Heinz Simon

Location 
Badstraße 44
District
Gesundbrunnen
Stone was laid
07 March 2018
Born
25 October 1935 in
Deportation
on 01 March 1943 to Auschwitz
Murdered
March 1943 in Auschwitz
Heinz Simon was born on 25 October 1935 in Berlin. He and his sister Erika Esther, who was two-and-a-half years older than him, were raised in a traditional Jewish household; their parents Käthe and Leopold Simon ran a successful jeweller’s and gold items shop on Grunewald Straße in Schöneberg. They lived in an apartment behind the shop. We know very little about his early childhood, but it was certainly affected by the intensifying persecution suffered by the Jewish population in Germany.
When Heinz was three, his parents’ shop was looted and wrecked during the night of pogroms in November 1938. His aunt later testified: “In the Night of Broken Glass, several people broke into the shop from the street. My sister and her family immediately fled the apartment though the window overlooking the courtyard to my parents’ home. The clockmaker’s shop and the adjacent apartment were completely destroyed, and all the valuables looted.” The children will certainly have noticed their parents’ panic as they fled their home with their two small children. The violent mob on the street, the looting and arson in the night of 9 November 1938 must have made a deep impression on them. Heinz and his family went to stay with his grandparents on Bad Straße in Wedding. He never saw his old home again.
Heinz’s grandfather Michaelis Leschnik was a successful clockmaker and jeweller, whose shop in Wedding was also demolished during the pogroms.

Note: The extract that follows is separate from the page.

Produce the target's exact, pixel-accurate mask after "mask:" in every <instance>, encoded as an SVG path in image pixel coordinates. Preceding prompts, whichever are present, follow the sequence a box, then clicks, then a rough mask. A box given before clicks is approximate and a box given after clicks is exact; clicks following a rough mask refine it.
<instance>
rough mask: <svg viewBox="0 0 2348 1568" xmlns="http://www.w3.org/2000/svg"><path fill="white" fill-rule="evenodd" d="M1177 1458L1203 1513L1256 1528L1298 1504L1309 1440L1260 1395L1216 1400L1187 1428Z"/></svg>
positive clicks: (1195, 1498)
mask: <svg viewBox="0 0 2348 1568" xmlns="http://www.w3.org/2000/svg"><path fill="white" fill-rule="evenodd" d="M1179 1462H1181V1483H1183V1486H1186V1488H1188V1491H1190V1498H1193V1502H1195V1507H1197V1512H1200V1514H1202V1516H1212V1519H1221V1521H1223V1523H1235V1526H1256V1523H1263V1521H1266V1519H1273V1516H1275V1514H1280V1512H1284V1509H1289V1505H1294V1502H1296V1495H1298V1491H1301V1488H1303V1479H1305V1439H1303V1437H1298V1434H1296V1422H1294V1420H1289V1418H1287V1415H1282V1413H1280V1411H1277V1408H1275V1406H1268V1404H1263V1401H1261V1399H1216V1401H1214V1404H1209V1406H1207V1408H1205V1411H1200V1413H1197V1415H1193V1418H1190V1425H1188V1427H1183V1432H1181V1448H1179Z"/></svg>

Out of despair at the loss of his life’s work and fear of what was to come, he took his own life in spring 1939 in the nearby River Panke. This, too, must have made a deep and terrible impression on three-year-old Heinz. Then his grandmother Johanna Leschnik was forced to move to the far west of the city, into a so-called “Jews’ home”. Eventually, Heinz and his family were also given orders to move into rooms let by a Jewish butcher on Oranienburger Straße. A friend of his mother described the quarters as “the smokerooms of a slaughterhouse”.
Here, on 11 June 1941, Heinz’s little brother Micha was born, named after his grandfather Michaelis Leschnik. But under the Nazis’ name-changing law of August 1938, Jewish parents were no longer able to freely choose names for their children and Heinz’s parents were not allowed to call his brother Micha. They were forced to choose from a list of supposedly Jewish names, designed to make children easily identifiable as Jewish, and opted for ‘Mechel’ as this was closest to the name Micha. On the memorial stone that Heinz’s aunt Irene Zimmt had erected after the war for Michaelis Lechnik and his family on the Jewish Cemetery, the name ‘Micha’ appears, not ‘Mechel’.
The older Heinz became, the worse the situation around him was. In January 1942, his great aunt committed suicide to escape her imminent deportation. Then in June 1942 his grandmother was deported to Sobibor. Heinz must have sensed his parents’ concern at not hearing anything of his grandmother afterwards. But the event which must have upset him most was the arrest of his mother Käthe, who was remanded in custody in Moabit in December 1942 because she had organized a place to stay for a resistance fighter of the Herbert Baum group who had gone underground.
At the same time, his father Leopold was made to perform forced labour. During the day, his ten-year-old sister Erika probably had to take care of him and their little brother alone. But worse was still to come. On 27 February 1943, during the Nazis’ “factory campaign”, Leopold Simon was arrested, probably at his workplace, and taken to an assembly camp. Heinz and his sister and brother were left on their own without any news from their father for several days, as they were not collected from the apartment until shortly before their deportation. They and their father were deported to Auschwitz on 1 March 1943. But that is not to say they were together as they travelled to their deaths: Leopold was entered as number 336 on the transport list while the children had the numbers 1839-1841. Heinz and his siblings, and his father too, were murdered immediately on arrival in Auschwitz.
Heinz’s mother Käthe was deported from prison to Auschwitz. Her sister recognized her on a photo of the liberation of Bergen-Belsen concentration camp but that was the last that was seen or heard of her.